Thursday, August 6, 2015

A Wild Faith: Jewish Ways into Wilderness, Wilderness Ways into Judaism





A Wild Faith: Jewish Ways into Wilderness, Wilderness Ways into Judaism, by Rabbi Mike Comins, purports to offer new ways for Jewish people to find a Jewish identity outside the (sometimes) stifling confines of the synagogue or domestic routines.

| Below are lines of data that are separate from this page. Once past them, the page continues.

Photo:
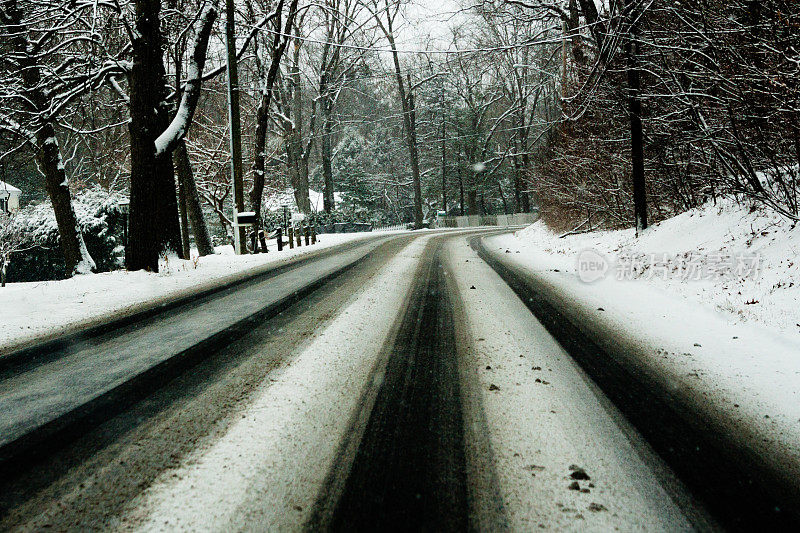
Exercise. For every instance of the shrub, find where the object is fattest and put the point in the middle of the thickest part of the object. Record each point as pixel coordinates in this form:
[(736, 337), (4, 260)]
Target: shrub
[(100, 221)]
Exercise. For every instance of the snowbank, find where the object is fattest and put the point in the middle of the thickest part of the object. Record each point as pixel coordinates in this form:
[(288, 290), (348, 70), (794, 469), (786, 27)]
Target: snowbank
[(692, 245), (725, 343), (38, 311)]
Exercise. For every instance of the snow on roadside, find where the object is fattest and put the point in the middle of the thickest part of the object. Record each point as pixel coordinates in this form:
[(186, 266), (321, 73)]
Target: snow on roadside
[(743, 379), (41, 310), (543, 417), (702, 239)]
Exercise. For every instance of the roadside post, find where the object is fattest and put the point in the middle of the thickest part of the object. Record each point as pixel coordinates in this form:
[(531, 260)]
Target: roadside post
[(124, 208), (245, 219)]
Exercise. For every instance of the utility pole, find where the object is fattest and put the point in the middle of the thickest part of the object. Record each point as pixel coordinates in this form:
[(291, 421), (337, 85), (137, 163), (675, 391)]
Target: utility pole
[(563, 60), (235, 129), (444, 161)]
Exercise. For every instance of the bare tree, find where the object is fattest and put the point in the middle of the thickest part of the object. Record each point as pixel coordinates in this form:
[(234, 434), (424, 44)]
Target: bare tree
[(153, 212), (42, 75)]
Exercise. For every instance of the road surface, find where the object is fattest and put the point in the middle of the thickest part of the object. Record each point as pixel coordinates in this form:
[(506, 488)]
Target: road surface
[(400, 384)]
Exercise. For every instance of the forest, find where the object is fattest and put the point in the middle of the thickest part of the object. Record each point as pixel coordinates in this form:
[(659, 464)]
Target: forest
[(127, 122)]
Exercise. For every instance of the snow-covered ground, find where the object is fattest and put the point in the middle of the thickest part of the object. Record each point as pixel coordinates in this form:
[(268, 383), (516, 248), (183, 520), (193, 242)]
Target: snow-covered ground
[(673, 254), (35, 311), (729, 344), (265, 472), (544, 421)]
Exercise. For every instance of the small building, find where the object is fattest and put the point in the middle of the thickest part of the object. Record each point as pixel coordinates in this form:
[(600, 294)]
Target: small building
[(9, 198)]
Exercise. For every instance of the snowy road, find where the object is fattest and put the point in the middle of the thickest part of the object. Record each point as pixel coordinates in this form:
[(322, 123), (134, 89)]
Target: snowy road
[(414, 390)]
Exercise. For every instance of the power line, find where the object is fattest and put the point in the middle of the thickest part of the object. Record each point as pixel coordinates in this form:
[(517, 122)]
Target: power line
[(528, 43)]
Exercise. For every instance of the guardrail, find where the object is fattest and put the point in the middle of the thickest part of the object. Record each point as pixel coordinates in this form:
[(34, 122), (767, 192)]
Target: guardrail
[(467, 221), (394, 227)]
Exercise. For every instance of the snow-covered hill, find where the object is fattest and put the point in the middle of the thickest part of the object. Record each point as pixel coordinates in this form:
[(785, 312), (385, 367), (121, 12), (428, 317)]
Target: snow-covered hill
[(740, 262)]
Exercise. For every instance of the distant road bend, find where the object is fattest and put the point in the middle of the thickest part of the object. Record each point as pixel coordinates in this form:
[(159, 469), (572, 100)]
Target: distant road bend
[(405, 382)]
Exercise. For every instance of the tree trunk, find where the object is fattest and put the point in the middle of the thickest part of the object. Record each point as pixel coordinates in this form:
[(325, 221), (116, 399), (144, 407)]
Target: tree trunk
[(526, 165), (472, 201), (182, 211), (153, 226), (262, 114), (503, 198), (409, 119), (76, 257), (194, 210), (637, 134), (461, 193), (327, 158), (48, 155)]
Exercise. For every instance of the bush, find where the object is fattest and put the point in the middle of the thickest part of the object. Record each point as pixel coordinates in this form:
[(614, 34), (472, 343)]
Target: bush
[(101, 224)]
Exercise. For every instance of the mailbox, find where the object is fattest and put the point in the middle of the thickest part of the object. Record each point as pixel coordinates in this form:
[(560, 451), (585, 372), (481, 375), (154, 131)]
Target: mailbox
[(246, 218)]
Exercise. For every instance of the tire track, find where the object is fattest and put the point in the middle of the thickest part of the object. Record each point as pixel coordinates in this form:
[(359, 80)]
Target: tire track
[(409, 469)]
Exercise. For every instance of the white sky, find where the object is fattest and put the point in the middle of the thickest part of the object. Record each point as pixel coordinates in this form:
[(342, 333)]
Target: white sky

In this effort alone, the book is an admirable venture.  Judaism has far too long been shackled by a formulaic approach to it religious elements ---   fixed and immutable, indoors, related to study and practice.  Often good, but not merely enough for a fully engaged religious life; sure, here and there in the history of Judaism, individuals have ventured forth into the wilderness to find G-d.  If we bracket off the obvious examples in the bible, and the holiday of Sukkot, we have such people as Safed group of mystics in the seventeenth century, singing int in the fields to greet the Sabbath Bride, or Rebbe Nachman sitting in the woods in the nineteenth century, talking passionately to G-d.

But A Wild Faith really is not about such “casual” encounters with G-d as found in nature, and nature as found in G-d.  Rabbi Comins has a program for finding the divine outside the walls of the synagogue, no doubt bolstered, informed, and even propelled by his Torah Trek program. 

I simply do not think a Jew needs such a book or program to go out into nature and experience G-d.  One does not need to be guided toward this path, only opened up to the option that you can put down the siddur, look out the window at clouds, and think about our place in the world.

It is as easy as that.  What comes next is a hard, lifelong pursuit, but you do not not need a view of the Grand Canyon or have an experienced wilderness guide to find God in nature.  Rabbi Comins book may help many people along this path --- but seemed superfluous to me.